Efficient utilization of oxygen-vacancies-enabled NiCo2O4 electrode for high-performance asymmetric supercapacitor

The pseudocapacitive materials, like spinel NiCo2O4 (NCO), that use Faradaic reactions to store charge have been widespread paid attention for supercapacitors application. So, it is a basic fundamental guideline that the preparation of higher-performance pseudocapacitive materials depends on achieving and accelerating more Faradaic reactions in the aspect of electrodes. In this work, based on the mentioned principle, we report a facile method that could significantly promote the capacity of NiCo2O4 nanoelectrode through annealing precursor nanowires (NWs) in different volume ratios of N2 and O2 condition. The pristine NCO (VN2: VO2 = 0:1) only exhibited inferior performance with a specific capacitance of 0.88 F cm−2 (338.5 F g-1 at 2 mA cm−2) and capacitive retention of 54% from 2 to 30 mA cm−2. While, for a comparison, the highest comprehensive performance of NCO-9 (VN2:VO2 = 9:1) electrodes delivered superior specific capacitance of 3.8 F cm−2 (1461 F g-1 at 2 mA cm−2), excellent rate retention of 77% and good cycling stability. These boosted pseudocapacitive properties both in capacity and rate capability are attributed to the severe oxygen vacancy defects introduced in nitrided NCO NWs.

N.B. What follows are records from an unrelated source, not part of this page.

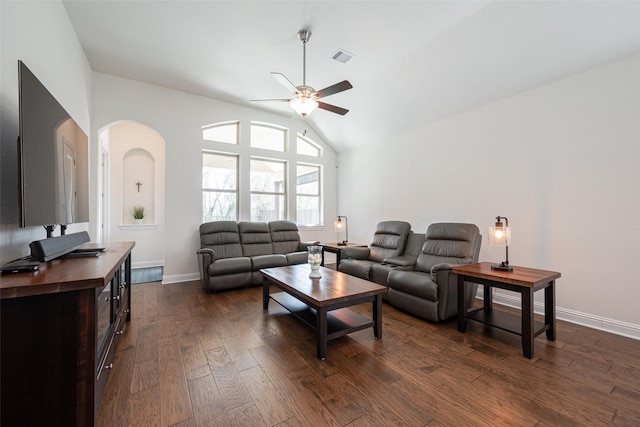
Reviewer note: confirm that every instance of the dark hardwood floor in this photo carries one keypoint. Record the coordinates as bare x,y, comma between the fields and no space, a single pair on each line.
190,358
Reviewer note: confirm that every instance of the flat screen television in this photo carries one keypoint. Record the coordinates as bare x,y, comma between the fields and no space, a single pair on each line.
54,157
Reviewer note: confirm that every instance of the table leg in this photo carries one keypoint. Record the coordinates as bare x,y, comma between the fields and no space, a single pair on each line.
462,305
265,294
527,322
377,316
550,310
488,298
321,330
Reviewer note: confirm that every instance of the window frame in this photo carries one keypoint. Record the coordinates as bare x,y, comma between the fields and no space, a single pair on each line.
216,190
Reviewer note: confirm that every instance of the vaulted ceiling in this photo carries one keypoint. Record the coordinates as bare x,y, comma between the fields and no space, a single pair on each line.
415,62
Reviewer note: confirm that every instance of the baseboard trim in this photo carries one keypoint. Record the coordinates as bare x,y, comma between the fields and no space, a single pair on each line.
147,264
179,278
605,324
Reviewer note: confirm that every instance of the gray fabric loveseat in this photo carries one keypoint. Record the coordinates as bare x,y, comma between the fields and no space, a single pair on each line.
232,253
417,271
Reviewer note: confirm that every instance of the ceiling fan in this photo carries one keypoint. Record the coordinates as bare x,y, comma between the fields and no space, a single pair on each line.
305,98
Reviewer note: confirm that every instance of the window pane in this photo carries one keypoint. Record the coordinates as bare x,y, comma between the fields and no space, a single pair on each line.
223,132
268,137
307,147
219,187
219,206
219,172
307,179
308,210
267,207
267,176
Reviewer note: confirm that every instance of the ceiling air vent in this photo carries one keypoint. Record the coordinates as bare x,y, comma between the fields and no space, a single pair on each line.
342,56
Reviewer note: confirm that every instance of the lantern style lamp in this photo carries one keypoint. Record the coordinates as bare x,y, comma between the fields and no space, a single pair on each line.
500,235
340,225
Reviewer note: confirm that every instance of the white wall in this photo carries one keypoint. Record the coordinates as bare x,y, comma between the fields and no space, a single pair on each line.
561,162
41,35
178,117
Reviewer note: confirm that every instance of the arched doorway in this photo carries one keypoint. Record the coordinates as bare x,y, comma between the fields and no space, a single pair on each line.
132,176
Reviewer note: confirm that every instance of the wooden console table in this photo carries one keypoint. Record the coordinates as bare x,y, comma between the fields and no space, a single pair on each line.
523,280
335,248
60,326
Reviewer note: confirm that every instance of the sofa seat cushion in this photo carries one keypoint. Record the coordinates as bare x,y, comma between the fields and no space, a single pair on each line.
297,257
414,283
229,266
356,267
268,261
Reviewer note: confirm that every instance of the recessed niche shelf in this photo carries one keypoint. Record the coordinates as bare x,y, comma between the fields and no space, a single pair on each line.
138,226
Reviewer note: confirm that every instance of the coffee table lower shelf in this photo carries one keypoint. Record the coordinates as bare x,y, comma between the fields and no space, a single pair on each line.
340,322
503,320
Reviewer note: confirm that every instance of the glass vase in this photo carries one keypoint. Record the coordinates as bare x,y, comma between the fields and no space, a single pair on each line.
315,259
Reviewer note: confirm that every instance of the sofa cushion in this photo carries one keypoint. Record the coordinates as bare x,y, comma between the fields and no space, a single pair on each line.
267,261
229,266
284,237
389,240
413,283
452,243
255,238
222,237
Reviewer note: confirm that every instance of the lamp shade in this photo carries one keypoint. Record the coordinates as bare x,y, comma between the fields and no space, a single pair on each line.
499,235
341,224
303,106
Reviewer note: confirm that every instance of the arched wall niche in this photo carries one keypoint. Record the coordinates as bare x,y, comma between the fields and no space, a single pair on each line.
132,173
138,185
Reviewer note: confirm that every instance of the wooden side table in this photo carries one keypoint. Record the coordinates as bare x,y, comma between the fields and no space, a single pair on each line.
523,280
336,248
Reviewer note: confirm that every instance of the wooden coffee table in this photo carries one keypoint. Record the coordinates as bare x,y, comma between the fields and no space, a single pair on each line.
320,303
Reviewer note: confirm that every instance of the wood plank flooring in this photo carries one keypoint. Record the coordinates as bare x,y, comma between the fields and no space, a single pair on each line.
190,358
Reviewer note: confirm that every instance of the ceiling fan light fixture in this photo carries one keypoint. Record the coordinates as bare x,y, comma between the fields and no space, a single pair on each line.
303,106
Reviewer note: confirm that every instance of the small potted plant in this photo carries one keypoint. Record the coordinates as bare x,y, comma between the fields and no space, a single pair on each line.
138,214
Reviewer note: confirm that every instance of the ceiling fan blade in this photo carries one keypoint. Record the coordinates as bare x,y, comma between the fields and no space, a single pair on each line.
284,82
332,108
261,100
338,87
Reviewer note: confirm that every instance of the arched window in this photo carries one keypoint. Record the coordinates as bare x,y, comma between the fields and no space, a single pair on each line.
267,194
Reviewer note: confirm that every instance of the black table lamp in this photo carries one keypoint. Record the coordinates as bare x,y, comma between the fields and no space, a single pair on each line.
340,225
500,235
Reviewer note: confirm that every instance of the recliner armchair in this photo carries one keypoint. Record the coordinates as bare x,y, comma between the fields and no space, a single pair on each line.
430,291
389,240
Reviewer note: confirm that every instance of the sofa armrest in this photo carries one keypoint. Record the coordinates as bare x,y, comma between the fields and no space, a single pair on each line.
401,261
354,253
205,257
438,270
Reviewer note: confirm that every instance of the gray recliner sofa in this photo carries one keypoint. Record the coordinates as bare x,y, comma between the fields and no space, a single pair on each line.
430,289
232,253
389,242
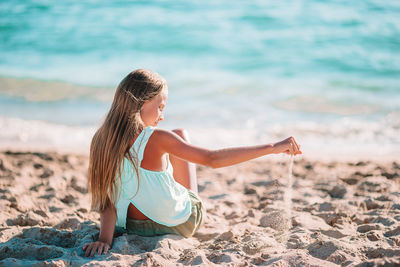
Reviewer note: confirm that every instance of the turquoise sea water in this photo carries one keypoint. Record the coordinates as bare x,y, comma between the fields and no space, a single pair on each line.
255,71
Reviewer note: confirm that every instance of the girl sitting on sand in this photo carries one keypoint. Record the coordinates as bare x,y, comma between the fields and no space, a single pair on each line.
142,178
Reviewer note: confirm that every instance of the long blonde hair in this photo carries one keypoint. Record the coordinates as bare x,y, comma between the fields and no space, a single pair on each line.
110,144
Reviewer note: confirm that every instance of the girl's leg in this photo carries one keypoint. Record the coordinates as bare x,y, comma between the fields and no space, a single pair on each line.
184,171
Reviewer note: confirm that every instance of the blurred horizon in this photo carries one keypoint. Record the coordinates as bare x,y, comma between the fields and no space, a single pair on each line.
327,72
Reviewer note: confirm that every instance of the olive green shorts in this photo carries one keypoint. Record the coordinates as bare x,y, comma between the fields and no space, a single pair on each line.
186,229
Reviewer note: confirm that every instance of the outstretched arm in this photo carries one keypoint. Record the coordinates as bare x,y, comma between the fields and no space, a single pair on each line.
107,226
175,145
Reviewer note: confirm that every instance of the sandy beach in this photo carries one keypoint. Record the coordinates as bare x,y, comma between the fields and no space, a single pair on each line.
342,213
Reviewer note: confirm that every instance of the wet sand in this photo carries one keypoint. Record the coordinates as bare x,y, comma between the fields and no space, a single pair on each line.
343,213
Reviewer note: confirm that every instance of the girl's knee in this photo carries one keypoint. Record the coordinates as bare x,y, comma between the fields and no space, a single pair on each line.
182,133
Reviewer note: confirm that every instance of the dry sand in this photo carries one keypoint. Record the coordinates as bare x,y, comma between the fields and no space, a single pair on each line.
345,213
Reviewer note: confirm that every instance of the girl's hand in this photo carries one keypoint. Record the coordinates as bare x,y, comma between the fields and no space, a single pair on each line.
98,246
288,146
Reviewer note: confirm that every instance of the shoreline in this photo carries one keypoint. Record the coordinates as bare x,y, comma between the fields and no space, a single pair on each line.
343,212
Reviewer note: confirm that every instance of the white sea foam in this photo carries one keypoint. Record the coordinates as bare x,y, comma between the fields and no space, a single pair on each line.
346,138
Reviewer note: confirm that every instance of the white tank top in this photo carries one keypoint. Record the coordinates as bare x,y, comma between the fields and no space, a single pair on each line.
160,197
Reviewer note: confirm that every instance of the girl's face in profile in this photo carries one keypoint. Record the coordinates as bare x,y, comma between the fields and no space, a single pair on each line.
152,110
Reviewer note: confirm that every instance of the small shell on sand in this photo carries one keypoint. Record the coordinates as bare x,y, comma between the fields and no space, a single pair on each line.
277,220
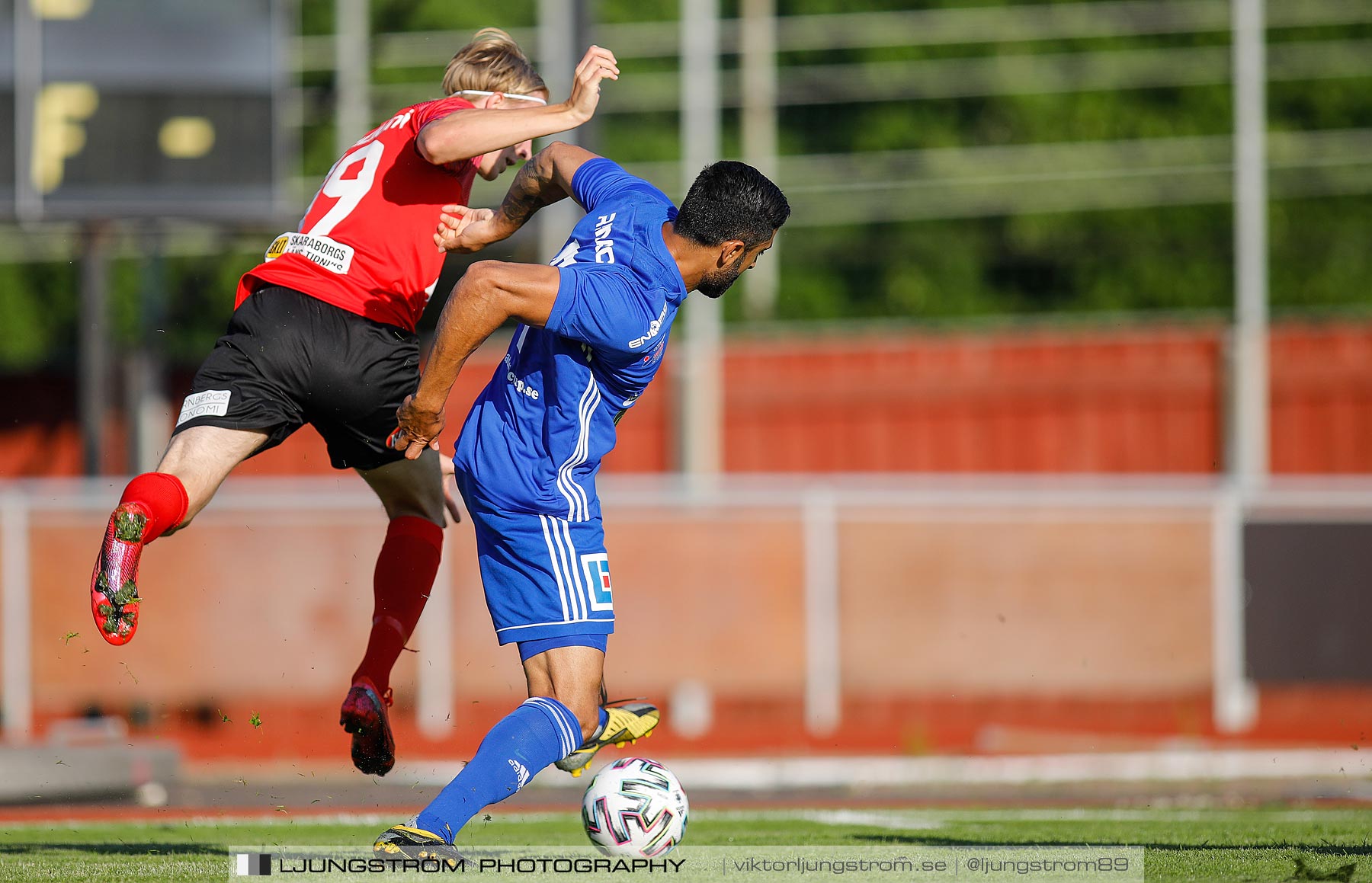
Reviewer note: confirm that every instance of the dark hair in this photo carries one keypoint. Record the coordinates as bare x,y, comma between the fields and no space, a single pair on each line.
732,200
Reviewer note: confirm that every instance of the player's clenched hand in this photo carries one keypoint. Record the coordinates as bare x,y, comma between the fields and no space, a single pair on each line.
464,229
418,428
596,65
449,478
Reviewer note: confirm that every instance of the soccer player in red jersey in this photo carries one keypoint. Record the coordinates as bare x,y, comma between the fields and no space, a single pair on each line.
322,334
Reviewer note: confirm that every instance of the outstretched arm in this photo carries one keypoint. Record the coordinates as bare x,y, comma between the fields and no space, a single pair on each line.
487,295
542,181
473,132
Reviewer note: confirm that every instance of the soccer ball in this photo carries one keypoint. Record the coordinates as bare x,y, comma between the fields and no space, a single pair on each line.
634,807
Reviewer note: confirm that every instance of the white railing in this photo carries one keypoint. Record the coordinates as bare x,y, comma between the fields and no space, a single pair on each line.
818,505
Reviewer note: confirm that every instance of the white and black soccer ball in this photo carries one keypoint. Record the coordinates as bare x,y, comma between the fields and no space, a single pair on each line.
634,807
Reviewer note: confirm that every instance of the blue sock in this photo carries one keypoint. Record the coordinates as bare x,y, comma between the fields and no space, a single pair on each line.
534,735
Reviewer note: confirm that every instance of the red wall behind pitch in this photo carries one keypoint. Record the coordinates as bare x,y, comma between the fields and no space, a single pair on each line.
1104,401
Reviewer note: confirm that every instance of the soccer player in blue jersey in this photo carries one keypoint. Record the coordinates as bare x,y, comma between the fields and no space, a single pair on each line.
591,331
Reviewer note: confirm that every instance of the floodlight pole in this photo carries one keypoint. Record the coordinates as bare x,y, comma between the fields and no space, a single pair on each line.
351,73
557,56
94,343
758,69
1235,698
701,402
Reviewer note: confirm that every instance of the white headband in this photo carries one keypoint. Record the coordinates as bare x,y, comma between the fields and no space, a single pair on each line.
509,95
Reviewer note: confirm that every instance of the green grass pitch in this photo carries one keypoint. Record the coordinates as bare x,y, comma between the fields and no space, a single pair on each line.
1181,845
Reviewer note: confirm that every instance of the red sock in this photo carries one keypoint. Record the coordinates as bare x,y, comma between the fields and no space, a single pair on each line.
162,497
404,576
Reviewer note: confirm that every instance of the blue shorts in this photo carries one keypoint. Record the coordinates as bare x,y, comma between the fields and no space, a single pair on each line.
543,576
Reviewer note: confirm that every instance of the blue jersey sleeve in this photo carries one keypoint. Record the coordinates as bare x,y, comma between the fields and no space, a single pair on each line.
598,180
601,306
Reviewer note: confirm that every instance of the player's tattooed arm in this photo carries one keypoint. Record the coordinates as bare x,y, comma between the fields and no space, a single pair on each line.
543,180
487,295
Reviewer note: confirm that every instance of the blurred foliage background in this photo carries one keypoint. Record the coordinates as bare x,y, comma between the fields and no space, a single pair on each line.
1128,262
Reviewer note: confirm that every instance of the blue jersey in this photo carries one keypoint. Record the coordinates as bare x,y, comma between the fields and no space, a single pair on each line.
535,437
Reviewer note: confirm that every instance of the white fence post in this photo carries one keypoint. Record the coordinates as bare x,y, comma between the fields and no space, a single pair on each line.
1235,704
15,622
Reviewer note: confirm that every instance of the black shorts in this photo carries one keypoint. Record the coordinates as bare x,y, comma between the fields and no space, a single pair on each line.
290,360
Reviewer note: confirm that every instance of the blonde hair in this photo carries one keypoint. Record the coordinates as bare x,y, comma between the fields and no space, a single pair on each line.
492,62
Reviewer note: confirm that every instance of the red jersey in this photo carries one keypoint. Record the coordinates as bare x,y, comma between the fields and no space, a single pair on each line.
367,242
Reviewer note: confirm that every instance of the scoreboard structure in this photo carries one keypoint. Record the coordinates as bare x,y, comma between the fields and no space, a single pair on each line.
144,109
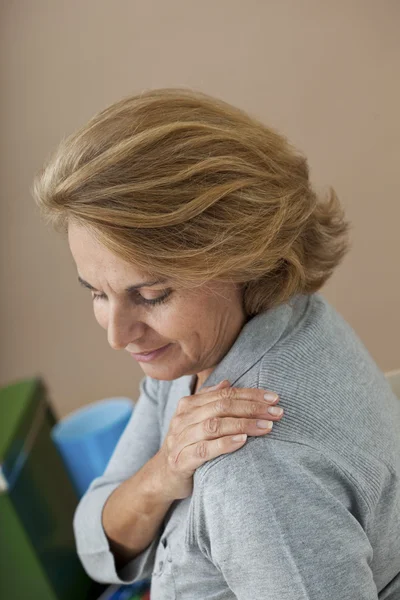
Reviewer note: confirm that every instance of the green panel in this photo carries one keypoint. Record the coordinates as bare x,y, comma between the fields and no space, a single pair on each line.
37,509
21,575
15,400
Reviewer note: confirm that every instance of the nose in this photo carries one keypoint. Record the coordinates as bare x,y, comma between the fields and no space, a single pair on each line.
122,329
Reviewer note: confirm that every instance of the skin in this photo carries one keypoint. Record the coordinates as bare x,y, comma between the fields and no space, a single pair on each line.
201,324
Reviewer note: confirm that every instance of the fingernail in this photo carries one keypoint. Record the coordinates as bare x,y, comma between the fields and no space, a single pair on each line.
214,387
264,424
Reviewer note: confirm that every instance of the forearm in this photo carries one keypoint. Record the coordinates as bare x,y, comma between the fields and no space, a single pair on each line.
134,512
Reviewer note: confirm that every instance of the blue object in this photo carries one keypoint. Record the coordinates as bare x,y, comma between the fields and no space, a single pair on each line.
87,437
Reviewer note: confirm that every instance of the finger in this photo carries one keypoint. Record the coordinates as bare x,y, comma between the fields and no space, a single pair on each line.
226,396
193,456
221,427
221,384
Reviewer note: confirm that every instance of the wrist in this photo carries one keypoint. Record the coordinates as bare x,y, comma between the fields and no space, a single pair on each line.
158,485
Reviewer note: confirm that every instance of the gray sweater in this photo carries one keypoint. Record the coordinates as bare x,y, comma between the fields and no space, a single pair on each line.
309,511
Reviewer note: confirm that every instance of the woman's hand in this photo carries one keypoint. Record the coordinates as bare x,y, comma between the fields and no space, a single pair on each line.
215,421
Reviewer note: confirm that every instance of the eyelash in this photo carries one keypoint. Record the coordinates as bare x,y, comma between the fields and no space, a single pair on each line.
154,302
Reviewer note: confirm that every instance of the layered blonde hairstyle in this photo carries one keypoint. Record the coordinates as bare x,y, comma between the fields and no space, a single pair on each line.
190,188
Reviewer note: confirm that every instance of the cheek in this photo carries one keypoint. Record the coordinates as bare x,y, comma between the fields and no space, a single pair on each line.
101,313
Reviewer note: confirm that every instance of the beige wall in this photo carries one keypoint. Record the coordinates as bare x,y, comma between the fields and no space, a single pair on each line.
324,73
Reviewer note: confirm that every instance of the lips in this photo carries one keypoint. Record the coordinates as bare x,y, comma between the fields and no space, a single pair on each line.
148,351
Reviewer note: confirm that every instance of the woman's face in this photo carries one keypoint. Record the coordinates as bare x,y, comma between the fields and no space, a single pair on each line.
200,324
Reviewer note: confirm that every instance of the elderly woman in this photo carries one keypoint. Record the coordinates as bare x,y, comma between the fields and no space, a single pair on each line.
196,230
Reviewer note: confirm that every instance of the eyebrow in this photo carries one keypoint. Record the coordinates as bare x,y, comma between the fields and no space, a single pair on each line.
131,288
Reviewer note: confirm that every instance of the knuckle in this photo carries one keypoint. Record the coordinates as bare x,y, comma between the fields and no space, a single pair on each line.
224,405
226,394
182,405
212,425
254,408
239,426
201,450
172,461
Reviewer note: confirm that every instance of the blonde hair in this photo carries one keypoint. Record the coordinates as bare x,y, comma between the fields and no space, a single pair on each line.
193,189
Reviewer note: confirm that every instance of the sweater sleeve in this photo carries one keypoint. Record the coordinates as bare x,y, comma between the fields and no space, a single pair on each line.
279,520
139,442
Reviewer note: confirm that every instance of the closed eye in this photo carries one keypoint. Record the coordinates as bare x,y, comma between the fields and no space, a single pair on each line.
138,297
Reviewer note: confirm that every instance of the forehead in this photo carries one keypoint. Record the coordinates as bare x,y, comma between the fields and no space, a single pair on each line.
95,260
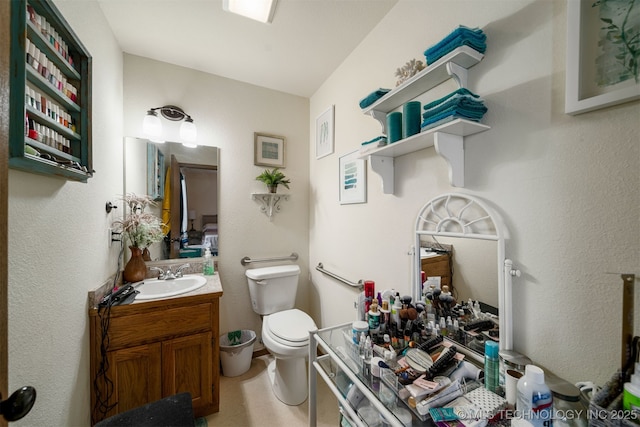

The involving richness-enabled oxygen defects significantly enhance the electron/ions transportation, and then efficiently alter the well-known capacitive surfacial reaction into bulk pattern in the charge-discharge cycles. This dramatically increased electron/ions kinetics and electrochemical cites for Faradaic reactions. These results provide a deep insight into correlating oxygen vacancies induced structural and chemical evolution on enhanced capacitive performances of redox-active-NiCo2O4 materials.